I\'ve spent far too much time trying to figure this out. This should be the simplest thing and everyone who distributes Java applications in jars must have to deal with it.
I will also usually use a version file. I will create one file per jar since each jar could have its own version.
I've found the comment by McDowell to be true - which MANIFEST.MF file gets picked up depends on the classpath and might not be the one wanted. I use this
String cp = PCAS.class.getResource(PCAS.class.getSimpleName() + ".class").toString();
cp = cp.substring(0, cp.indexOf(PCAS.class.getPackage().getName()))
+ "META-INF/MANIFEST.MF";
Manifest mf = new Manifest((new URL(cp)).openStream());
which I adapted from link text
Just don't use the manifest. Create a foo.properties.original file, with a content such as version=@VERSION@
And in ther same task you are jaring you can do a copy to copu foo.properties.original and then
You can use a utility class Manifests from jcabi-manifests that automates finding and parsing of all MANIFEST.MF
files available in classpath.

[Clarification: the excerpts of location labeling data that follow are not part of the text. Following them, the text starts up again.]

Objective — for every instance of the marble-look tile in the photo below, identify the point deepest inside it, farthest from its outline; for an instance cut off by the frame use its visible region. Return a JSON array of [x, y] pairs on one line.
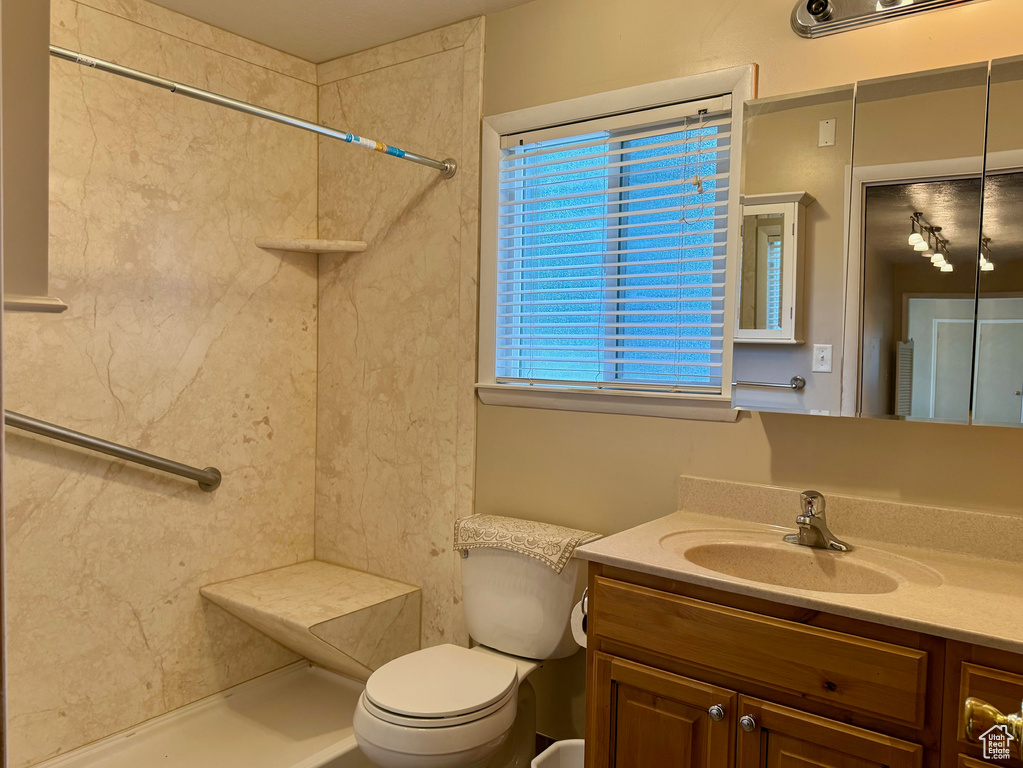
[[176, 25], [183, 340], [959, 531], [100, 34], [436, 41], [397, 367], [348, 621]]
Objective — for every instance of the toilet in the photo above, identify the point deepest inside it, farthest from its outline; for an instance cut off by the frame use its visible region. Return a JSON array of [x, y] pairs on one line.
[[449, 707]]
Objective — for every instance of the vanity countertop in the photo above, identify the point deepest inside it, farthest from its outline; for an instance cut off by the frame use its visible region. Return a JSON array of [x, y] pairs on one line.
[[952, 594]]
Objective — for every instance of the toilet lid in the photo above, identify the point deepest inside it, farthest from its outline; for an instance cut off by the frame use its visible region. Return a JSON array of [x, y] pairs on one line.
[[441, 682]]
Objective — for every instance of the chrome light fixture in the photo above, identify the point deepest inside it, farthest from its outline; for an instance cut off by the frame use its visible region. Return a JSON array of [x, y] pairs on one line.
[[812, 18], [986, 265]]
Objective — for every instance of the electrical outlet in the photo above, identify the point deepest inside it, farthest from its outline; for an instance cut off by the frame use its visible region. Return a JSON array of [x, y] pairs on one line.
[[827, 135], [821, 358]]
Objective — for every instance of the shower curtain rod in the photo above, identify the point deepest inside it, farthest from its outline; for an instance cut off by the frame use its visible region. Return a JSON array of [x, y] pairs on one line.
[[446, 167], [209, 479]]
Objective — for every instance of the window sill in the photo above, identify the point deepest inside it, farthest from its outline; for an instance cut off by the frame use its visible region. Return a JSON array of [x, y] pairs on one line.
[[632, 403]]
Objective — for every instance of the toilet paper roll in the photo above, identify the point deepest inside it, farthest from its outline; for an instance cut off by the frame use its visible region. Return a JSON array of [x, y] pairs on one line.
[[578, 628]]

Then, you read any attribute with a one liner:
final String name = Manifests.read("Build-By");
final String date = Manifests.read("Build-Date");
Also, check this out: http://www.yegor256.com/2014/07/03/how-to-read-manifest-mf.html
ClassLoader.getResource(String) will load the first manifest it finds on the classpath, which may be the manifest for some other JAR file. Thus, you can either enumerate all the manifests to find the one you want or use some other mechanism, such as a properties file with a unique name.
You can get the manifest for an arbitrary class in an arbitrary jar without parsing the class url (which could be brittle). Just locate a resource that you know is in the jar you want, and then cast the connection to JarURLConnection.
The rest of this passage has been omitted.